Par Abderrahmane Mebtoul Professeur des universités, expert international docteur d Etat 1974

Car depuis de longues décennies, combien de codes d’investissements, de réunions, de commissions ont eu lieu pour relancer le tissu économique. Pourtant, jusqu’à présent, 98% des recettes en devises proviennent toujours de Sonatrach, ce qui prouve que ces différentes rencontres n’ont eu aucun impact sur le terrain et que le blocage est d’ordre systémique. C’est l’entreprise libérée des entraves et un Etat régulateur qui peuvent créer une économie productive à forte valeur ajoutée. Il faut donc bien cerner les causes du blocage car si les investissements algériens ne trouvent pas intérêt à aller vers la production nationale, vers la création de l’emploi, faut-il s’étonner, ou encore moins, s’attendre à ce que les investisseurs étrangers, qu’il y ait la règle du 51/49 ou même l’inverse, fassent preuve de plus d’engagement ?
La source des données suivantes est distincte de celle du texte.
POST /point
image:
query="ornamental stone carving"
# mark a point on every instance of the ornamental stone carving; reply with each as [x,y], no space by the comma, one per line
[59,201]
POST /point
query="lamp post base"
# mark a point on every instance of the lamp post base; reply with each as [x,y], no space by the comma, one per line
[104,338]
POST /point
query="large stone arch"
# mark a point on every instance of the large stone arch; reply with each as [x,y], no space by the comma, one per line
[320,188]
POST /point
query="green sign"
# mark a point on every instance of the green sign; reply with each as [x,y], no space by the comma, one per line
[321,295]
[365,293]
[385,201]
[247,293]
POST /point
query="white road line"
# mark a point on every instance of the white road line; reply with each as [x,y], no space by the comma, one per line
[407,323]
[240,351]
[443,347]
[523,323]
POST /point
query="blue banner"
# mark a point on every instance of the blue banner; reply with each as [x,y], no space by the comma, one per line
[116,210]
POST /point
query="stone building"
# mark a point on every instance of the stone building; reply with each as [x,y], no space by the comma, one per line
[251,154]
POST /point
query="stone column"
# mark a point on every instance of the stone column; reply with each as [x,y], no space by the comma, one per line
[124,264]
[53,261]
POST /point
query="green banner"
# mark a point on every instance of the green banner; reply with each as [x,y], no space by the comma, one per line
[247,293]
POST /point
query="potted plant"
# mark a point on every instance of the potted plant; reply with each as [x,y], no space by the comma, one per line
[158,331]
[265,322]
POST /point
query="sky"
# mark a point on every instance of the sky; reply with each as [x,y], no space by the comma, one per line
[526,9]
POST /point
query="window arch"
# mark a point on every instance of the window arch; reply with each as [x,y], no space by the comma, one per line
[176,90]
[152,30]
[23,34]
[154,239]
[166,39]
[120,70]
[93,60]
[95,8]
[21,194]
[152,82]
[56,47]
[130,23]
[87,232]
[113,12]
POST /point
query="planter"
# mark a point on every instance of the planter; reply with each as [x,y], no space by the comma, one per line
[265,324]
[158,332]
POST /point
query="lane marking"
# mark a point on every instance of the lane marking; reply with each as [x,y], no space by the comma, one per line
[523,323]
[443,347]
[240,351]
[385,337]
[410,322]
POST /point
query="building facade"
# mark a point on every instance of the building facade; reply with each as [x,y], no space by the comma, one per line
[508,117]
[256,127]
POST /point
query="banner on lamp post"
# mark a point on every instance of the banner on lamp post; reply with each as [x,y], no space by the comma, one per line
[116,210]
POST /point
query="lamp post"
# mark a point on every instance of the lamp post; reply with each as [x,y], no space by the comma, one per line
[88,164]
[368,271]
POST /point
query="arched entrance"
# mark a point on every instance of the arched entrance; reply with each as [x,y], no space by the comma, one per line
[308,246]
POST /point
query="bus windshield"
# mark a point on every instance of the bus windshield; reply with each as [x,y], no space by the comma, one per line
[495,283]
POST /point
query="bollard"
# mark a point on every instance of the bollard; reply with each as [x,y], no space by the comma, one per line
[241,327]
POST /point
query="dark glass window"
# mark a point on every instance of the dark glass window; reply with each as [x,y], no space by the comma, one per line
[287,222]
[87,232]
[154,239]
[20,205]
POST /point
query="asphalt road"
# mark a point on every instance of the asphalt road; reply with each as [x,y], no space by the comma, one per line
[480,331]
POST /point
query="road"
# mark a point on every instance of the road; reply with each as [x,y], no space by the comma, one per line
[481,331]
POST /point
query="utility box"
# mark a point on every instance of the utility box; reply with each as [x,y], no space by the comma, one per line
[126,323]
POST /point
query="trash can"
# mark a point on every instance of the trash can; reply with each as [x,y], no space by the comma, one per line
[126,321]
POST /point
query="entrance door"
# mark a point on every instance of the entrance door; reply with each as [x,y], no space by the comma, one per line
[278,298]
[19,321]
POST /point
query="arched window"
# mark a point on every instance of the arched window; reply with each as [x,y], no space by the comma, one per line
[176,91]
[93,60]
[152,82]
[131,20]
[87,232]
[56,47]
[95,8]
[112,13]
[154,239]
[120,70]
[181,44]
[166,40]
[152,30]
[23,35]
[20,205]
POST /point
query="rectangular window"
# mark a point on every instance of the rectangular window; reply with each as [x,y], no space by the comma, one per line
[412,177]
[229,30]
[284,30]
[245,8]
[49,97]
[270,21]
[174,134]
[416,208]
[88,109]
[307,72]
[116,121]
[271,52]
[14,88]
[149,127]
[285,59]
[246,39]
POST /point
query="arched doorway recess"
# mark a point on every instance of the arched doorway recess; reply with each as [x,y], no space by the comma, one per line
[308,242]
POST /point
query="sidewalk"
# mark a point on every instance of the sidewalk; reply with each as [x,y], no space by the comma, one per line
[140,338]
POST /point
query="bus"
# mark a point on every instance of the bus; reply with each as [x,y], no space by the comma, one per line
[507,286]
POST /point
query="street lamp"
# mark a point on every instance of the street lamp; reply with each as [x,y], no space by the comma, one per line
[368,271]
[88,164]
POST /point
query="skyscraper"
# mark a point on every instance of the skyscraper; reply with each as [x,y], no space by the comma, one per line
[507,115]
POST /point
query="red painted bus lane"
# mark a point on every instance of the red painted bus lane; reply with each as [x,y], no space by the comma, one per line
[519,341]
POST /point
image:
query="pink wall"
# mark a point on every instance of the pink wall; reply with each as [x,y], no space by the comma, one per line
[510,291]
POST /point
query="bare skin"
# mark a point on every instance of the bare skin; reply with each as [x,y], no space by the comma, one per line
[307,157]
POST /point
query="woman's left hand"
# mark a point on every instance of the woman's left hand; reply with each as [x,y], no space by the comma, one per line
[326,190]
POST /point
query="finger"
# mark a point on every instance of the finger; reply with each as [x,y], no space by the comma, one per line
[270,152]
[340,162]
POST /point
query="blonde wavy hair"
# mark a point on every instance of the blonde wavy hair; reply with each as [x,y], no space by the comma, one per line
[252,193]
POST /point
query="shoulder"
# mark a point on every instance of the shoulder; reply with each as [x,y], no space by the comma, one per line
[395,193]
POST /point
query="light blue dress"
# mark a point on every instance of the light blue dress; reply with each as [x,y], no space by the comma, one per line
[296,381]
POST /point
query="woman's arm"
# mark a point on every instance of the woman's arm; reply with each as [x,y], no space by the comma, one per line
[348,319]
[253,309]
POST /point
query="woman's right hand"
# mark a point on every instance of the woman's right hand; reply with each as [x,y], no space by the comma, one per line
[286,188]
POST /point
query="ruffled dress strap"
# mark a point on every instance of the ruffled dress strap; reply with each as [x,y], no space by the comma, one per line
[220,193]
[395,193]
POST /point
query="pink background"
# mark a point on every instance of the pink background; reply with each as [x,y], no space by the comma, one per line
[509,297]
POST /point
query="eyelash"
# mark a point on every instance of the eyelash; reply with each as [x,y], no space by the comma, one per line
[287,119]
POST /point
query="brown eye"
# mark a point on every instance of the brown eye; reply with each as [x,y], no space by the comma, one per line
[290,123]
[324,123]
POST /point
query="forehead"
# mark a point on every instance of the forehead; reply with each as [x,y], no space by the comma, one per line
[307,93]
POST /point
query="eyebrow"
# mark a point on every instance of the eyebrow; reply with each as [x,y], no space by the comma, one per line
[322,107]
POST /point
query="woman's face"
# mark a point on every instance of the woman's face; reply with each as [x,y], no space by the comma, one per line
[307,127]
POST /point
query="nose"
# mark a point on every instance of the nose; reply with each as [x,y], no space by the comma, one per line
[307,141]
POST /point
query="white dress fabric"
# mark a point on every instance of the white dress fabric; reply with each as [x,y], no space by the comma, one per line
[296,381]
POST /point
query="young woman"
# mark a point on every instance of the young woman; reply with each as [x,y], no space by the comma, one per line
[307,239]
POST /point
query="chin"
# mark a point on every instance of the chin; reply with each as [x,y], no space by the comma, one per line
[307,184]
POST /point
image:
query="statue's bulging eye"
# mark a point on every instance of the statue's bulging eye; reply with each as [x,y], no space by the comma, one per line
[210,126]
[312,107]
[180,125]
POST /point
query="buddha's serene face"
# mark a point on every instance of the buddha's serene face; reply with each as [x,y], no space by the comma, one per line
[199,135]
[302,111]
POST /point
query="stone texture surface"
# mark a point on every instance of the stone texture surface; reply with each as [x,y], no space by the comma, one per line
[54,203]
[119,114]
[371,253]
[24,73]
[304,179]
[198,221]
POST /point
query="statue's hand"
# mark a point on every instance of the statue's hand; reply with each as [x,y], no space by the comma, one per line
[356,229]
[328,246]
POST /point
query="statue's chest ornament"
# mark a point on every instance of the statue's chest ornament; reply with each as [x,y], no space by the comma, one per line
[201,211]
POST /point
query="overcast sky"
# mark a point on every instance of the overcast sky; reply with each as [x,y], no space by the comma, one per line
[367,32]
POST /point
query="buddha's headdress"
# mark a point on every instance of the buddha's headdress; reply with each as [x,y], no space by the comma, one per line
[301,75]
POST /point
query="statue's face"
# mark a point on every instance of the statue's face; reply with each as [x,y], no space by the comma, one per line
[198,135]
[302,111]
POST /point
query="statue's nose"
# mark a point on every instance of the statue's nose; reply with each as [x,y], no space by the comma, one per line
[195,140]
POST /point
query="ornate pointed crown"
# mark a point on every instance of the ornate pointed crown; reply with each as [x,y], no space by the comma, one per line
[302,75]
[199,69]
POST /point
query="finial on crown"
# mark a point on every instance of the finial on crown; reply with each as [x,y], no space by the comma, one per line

1. L’attrait de l’investissement à forte valeur ajoutée ne saurait résulter de lois mais d’une réelle volonté politique allant vers de profondes réformes, une stabilité du cadre juridique et monétaire permettant la visibilité, et les pays qui attirent le plus les IDE n’ont pas de codes d’investissement, mais une bonne gouvernance (notre interview au quotidien gouvernemental Horizon du 07/05/2022). Mon expérience et mes contacts internationaux aux plus hauts niveaux montrent : que le temps est terminé, des relations personnalisées entre chefs d’État ou de ministres à ministres dans les relations internationales où dominent désormais les réseaux décentralisés ; que dans la pratique des affaires n’existent pas de sentiments mais uniquement des intérêts, et que tout investisseur est attiré par le profit, qu’il soit américain, chinois, russe, turc ou européen. Il appartient ainsi à l’État régulateur, dont le rôle stratégique en économie de marché s’apparente à celui d’un chef d’orchestre, de concilier les coûts privés et les coûts sociaux. C’est par la méconnaissance des nouvelles règles qui régissent le commerce international que s’expliquent les nombreux litiges internationaux, avec des pertes se chiffrant en dizaines de millions de dollars. C’est que depuis plus de 60 ans nous avons assisté à bon nombre de codes d’investissement et des changements de l’écosystème des entreprises publiques avec un impact mitigé. Avant 1965, la forme d’autogestion était privilégiée ; de 1965 à 1980, nous avons eu de grandes sociétés nationales et de 1980 à 1988, il y a eu leur restructuration et découpage des grandes sociétés nationales. Comme conséquence de la crise de 1986 qui a vu le cours du pétrole s’effondrer, des réformes timides sont entamées en 1988 : l’État crée 8 fonds de participation, chargés de gérer les portefeuilles de l’Etat. En 1996, l’État crée 11 holdings en plus des 5 régionaux, avec un Conseil national des privatisations dissous fin 1999; en 2000, nous assistons à leur fusion en 5 méga holdings ; en 2001, nouvelle organisation : on crée 28 sociétés de gestion des participations de l’État (SGP), en plus des grandes entreprises considérées comme stratégiques; en 2004, ces SGP sont regroupées en 11 et 4 régionaux.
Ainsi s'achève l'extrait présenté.